Born in Victoria, of Thomas Brown (aka Baker) there is surprisingly little information about his early life available. On his Victorian prison record it states that he was a native of Geelong, as well as listing his birth year as 1856, though his New South Wales record lists it as 1857. It seems that at some point in his teens his father William left the family and moved to Carlton after which time he could not be found. This may have informed the path he forged throughout the 1870s as it was deemed important enough to list in his Victorian record.
Brown sought an outlet for his angst as a teenager and found that petty crime was a great way of distracting himself from his sufferings. In the mid-1870s he began horse stealing and did a two and a half year stretch in gaol in 1877 for stealing horses and saddles with a mate. After his release he hung around the Sandhurst/Bendigo area where he met Andrew Scott, Jane’s Nesbitt, Frank Johns (aka Thomas Williams) and August Wernicke.
Perhaps it was his delinquent streak that caused him to be drawn to Scott, the charismatic Irish bank robber and prison escapee better known as Captain Moonlite. It would appear that he joined Scott during his exodus from Victoria after a period of police harassment and probably found the kind of father figure that he always craved. Scott was a nurturing, supportive voice to his gang, all of whom were wayward adolescent boys. Such encouragement could have resulted in great things if it was not for Scott’s propensity for criminality derailing the boys further – a fact Scott was to be keenly aware of.

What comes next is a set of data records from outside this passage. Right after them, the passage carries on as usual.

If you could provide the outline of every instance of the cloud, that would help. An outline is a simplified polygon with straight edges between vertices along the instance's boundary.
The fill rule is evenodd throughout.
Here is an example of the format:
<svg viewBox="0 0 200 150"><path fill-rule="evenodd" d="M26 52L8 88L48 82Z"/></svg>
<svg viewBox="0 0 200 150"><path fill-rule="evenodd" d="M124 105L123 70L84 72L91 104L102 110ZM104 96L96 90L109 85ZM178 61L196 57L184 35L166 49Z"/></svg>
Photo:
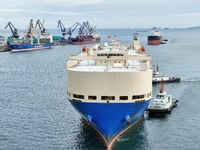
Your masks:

Rogan’s devotion to Scott led to his involvement in the raid on Wantabadgery Station. During the heated gunfight with police from Wagga Wagga and Gundagai Rogan hid under a bed with a rifle and revolvers, terrified out of his wits. He wasn’t found until the next day when the owner of the property had found him by accident.
Rogan was tried with the other survivors of the gang and found guilty of being an accessory to the murder of Constable Webb-Bowen and sentenced to death along with Scott. Thomas Williams and Graham Bennett had their death sentences commuted to long stints in gaol. He was imprisoned in Darlinghurst Gaol while he awaited the inevitable and on one occasion he was visited by his mother and sister. The two women left the prisoner, absolutely beside themselves, as he had torn shreds off them, pointedly asking his mother why it was only as he awaited death that she took an interest in his welfare. Rogan was prone to such volatile behaviour while awaiting execution and on a number of occasions Scott, who was in a nearby cell, had to call out to him to settle him down for the warders. No doubt he felt there was an injustice in his sentencing.
Rogan was hanged alongside Scott and the pair held hands on the gallows. Rogan had no last words.